Before you begin a VBA project, ensure that you have the time to work with VBA. Programming requires focus and can be unpredictable. Especially as a beginner, never turn to programming unless you have time to work carefully. Trying to write a "quick script" to solve a problem when a deadline looms can result in a very stressful situation. If you are in a rush, you might want to use conventional methods, even if they are monotonous and repetitive.

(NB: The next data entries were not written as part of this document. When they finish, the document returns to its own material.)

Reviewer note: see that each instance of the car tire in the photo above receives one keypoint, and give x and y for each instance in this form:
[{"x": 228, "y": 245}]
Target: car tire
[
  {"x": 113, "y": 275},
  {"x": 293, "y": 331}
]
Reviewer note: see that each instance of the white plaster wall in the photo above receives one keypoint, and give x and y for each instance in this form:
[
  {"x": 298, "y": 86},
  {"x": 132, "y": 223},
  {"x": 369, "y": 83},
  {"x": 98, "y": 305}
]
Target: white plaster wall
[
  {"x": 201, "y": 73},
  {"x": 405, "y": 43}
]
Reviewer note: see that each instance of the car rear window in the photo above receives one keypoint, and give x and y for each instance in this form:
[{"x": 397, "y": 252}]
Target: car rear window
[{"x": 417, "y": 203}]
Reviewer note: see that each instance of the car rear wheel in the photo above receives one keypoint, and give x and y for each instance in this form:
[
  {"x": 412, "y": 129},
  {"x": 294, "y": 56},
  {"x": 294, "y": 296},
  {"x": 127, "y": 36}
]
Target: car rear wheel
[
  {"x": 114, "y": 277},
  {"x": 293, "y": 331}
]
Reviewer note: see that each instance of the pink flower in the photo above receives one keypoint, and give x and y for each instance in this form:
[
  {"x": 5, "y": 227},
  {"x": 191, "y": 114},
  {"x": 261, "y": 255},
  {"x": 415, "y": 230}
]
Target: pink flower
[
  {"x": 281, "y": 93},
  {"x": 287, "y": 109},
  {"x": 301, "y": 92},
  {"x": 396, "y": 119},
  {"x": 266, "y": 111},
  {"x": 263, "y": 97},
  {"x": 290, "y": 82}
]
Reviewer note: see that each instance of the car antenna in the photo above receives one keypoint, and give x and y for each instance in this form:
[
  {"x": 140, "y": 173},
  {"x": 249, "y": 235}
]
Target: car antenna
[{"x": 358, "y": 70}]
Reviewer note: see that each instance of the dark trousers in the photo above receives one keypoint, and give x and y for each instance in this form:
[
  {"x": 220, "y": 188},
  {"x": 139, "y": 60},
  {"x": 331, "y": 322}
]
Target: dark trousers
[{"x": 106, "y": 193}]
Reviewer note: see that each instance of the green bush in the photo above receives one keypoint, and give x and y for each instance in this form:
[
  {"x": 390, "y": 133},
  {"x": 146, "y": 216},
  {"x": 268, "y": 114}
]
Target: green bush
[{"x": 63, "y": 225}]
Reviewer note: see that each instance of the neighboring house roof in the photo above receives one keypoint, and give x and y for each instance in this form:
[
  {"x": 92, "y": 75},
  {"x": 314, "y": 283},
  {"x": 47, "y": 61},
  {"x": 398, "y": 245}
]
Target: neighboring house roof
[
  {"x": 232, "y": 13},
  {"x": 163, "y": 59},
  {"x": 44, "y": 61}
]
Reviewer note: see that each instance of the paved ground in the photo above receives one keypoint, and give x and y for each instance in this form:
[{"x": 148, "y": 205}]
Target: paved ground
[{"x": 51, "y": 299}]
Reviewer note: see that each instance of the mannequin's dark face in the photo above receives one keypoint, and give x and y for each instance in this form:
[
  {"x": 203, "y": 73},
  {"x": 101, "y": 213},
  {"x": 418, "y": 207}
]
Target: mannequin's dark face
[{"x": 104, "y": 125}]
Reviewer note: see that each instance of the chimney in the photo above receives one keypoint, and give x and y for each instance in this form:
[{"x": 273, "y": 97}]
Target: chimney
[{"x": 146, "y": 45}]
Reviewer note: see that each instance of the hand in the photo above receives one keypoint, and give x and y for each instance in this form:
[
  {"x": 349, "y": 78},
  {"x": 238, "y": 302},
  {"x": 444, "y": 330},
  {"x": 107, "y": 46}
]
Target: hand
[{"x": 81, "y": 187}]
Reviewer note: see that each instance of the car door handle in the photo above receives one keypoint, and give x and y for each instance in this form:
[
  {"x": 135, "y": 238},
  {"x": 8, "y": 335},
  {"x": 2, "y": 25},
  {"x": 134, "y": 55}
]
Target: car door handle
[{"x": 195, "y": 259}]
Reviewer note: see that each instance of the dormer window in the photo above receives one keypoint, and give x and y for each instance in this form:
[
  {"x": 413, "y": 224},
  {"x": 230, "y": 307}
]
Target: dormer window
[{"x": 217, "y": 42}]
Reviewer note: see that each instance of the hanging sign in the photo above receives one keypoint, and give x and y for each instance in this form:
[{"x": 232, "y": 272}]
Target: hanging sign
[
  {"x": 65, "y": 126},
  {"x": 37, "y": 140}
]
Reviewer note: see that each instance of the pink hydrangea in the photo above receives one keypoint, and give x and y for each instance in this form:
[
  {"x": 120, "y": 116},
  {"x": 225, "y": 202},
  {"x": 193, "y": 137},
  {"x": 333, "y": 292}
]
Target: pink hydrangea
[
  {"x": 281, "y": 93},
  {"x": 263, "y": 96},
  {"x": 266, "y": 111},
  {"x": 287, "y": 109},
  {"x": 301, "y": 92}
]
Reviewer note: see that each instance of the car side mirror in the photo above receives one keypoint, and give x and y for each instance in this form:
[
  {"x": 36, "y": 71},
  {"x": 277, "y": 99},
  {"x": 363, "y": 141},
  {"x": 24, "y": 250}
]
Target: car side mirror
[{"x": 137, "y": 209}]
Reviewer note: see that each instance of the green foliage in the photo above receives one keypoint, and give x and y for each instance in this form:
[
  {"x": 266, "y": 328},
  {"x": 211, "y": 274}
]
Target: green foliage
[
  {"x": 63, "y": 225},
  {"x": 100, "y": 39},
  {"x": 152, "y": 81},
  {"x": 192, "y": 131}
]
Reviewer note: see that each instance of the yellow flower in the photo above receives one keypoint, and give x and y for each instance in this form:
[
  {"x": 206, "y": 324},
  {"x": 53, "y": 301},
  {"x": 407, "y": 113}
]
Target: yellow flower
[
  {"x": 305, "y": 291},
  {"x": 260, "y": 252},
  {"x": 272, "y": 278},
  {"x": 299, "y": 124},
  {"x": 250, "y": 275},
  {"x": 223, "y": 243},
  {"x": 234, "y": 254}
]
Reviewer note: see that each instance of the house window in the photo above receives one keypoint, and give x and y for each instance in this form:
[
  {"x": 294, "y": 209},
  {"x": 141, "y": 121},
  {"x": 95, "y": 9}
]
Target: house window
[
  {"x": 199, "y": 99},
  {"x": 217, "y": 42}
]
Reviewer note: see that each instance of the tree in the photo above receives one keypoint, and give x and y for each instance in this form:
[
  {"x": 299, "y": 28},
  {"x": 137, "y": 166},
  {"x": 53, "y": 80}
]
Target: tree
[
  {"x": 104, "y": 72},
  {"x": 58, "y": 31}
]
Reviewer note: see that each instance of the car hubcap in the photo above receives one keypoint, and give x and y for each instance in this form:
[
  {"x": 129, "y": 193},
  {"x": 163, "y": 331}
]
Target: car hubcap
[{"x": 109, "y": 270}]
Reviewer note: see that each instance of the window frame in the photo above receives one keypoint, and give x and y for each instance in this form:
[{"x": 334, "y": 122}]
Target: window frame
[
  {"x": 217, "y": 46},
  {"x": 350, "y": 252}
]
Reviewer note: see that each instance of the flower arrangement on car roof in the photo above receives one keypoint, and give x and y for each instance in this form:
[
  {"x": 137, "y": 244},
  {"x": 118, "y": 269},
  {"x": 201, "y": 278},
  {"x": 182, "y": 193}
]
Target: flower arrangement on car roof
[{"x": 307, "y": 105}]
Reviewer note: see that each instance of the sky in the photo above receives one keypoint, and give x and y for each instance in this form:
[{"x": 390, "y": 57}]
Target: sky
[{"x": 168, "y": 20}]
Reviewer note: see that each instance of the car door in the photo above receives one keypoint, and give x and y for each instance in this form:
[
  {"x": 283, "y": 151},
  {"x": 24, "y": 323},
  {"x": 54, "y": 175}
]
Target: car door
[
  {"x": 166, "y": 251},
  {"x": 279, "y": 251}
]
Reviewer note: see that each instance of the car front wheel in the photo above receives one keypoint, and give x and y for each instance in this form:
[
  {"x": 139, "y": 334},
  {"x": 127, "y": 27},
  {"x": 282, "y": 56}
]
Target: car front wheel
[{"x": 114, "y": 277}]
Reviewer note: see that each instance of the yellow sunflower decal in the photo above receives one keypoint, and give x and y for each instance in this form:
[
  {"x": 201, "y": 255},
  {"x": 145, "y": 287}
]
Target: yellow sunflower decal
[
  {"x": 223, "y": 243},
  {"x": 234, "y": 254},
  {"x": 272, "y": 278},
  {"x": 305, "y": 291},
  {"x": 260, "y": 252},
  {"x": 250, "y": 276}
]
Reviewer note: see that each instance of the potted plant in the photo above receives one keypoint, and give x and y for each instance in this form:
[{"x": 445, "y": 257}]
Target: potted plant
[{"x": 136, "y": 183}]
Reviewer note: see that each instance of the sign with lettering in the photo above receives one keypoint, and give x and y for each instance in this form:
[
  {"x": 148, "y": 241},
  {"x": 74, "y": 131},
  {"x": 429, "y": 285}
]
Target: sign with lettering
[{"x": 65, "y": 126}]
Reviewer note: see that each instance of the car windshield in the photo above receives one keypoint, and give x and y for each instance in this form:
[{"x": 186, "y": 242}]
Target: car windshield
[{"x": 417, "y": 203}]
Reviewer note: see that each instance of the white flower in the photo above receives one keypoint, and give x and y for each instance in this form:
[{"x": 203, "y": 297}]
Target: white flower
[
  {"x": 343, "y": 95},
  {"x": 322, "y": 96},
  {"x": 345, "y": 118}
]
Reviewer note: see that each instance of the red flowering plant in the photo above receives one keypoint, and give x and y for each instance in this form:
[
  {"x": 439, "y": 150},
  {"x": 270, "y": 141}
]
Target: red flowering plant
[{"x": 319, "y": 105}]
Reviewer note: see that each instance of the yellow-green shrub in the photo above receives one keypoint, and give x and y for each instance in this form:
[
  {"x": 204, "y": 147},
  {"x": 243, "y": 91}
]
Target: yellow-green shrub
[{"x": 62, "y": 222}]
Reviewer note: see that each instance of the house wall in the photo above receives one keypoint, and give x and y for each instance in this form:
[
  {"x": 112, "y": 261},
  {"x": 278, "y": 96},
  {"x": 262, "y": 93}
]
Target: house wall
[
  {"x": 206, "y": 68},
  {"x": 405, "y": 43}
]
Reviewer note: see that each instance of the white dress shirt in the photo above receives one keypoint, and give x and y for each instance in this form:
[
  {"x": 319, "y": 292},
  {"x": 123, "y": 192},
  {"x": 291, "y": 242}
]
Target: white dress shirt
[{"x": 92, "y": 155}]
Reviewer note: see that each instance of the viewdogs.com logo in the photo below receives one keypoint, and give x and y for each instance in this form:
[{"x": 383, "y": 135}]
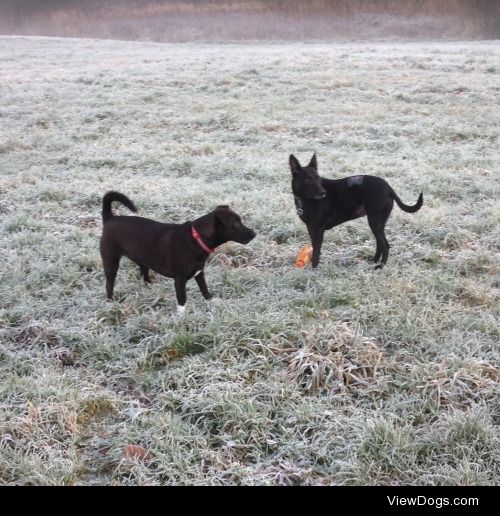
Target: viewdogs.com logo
[{"x": 431, "y": 502}]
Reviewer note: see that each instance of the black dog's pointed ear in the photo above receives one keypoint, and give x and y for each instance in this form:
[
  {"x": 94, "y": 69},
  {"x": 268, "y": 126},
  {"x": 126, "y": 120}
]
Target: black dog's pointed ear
[{"x": 294, "y": 165}]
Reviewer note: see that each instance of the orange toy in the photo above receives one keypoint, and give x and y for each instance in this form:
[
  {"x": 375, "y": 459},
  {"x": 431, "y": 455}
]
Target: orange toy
[{"x": 304, "y": 256}]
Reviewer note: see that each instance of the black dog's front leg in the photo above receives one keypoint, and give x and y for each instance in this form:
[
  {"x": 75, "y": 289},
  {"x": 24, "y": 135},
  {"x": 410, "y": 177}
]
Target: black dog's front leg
[
  {"x": 202, "y": 284},
  {"x": 180, "y": 291},
  {"x": 316, "y": 235}
]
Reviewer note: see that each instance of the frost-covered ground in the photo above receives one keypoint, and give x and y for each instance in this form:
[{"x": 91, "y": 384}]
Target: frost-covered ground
[{"x": 344, "y": 375}]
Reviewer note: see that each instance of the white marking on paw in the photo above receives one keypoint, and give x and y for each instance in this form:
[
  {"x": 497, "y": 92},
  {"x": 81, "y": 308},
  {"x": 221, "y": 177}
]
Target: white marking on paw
[{"x": 355, "y": 180}]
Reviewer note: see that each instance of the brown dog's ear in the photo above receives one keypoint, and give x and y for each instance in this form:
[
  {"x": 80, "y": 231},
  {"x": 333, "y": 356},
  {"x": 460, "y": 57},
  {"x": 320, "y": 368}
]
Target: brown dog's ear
[
  {"x": 294, "y": 165},
  {"x": 313, "y": 163},
  {"x": 223, "y": 213}
]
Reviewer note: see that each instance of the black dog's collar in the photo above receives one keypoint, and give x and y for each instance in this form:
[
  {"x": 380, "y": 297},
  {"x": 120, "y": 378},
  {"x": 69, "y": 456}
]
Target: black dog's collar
[{"x": 298, "y": 205}]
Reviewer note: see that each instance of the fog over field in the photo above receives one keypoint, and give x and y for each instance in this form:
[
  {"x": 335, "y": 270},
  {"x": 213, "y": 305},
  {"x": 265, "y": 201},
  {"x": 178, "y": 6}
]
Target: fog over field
[
  {"x": 342, "y": 375},
  {"x": 229, "y": 20}
]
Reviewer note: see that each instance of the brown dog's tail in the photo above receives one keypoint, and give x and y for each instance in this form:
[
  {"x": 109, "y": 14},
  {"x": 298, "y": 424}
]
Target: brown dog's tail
[
  {"x": 405, "y": 207},
  {"x": 108, "y": 198}
]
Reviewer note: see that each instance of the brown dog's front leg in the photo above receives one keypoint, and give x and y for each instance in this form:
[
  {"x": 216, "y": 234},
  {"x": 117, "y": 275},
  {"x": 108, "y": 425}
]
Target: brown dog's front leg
[
  {"x": 202, "y": 284},
  {"x": 180, "y": 292},
  {"x": 316, "y": 235}
]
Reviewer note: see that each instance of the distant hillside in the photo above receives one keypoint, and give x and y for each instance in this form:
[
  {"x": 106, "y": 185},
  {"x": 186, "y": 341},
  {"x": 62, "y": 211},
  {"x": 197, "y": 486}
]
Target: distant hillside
[{"x": 216, "y": 20}]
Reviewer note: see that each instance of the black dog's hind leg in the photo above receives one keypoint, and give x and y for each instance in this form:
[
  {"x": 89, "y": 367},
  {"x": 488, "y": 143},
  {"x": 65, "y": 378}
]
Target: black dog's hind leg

You might think that writing code is mysterious or difficult, but the basic principles use every-day reasoning and are quite accessible. Microsoft Office applications are created in such a way that they expose things called objects that can receive instructions, in much the same way that a phone is designed with buttons that you use to interact with the phone. When you press a button, the phone recognizes the instruction and includes the corresponding number in the sequence that you are dialing. In programming, you interact with the application by sending instructions to various objects in the application. These objects are expansive, but they have their limits. They can only do what they are designed to do, and they will only do what you instruct them to do.
For example, consider the user who opens a document in Word, makes a few changes, saves the document, and then closes it. In the world of VBA programming, Word exposes a Document object. By using VBA code, you can instruct the Document object to do things such as Open, Save, or Close.
Developers organize programming objects in a hierarchy, and that hierarchy is called the object model of the application. Word, for example, has a top-level Application object that contains a Document object. The Document object contains Paragraph objects and so on. Object models roughly mirror what you see in the user interface. They are a conceptual map of the application and its capabilities.
The definition of an object is called a class, so you might see these two terms used interchangeably. Technically, a class is the description or template that is used to create, or instantiate, an object.
Once an object exists, you can manipulate it by setting its properties and calling its methods. If you think of the object as a noun, the properties are the adjectives that describe the noun and the methods are the verbs that animate the noun. Changing a property changes some quality of appearance or behavior of the object. Calling one of the object methods causes the object to perform some action.
The VBA code in this article runs against an open Office application where many of the objects that the code manipulates are already up and running; for example, the Application itself, the Worksheet in Excel, the Document in Word, the Presentation in PowerPoint, the Explorer and Folder objects in Outlook. Once you know the basic layout of the object model and some key properties of the Application that give access to its current state, you can start to extend and manipulate that Office application with VBA in Office.
In Word, for example, you can change the properties and invoke the methods of the current Word document by using the ActiveDocument property of the Application object. This ActiveDocument property returns a reference to the Document object that is currently active in the Word application. "Returns a reference to" means "gives you access to."
Read the code from left to right, "In this Application, with the Document referenced by ActiveDocument, invoke the Save method." Be aware that Save is the simplest form of method; it does not require any detailed instructions from you. You instruct a Document object to Save and it does not require any more input from you.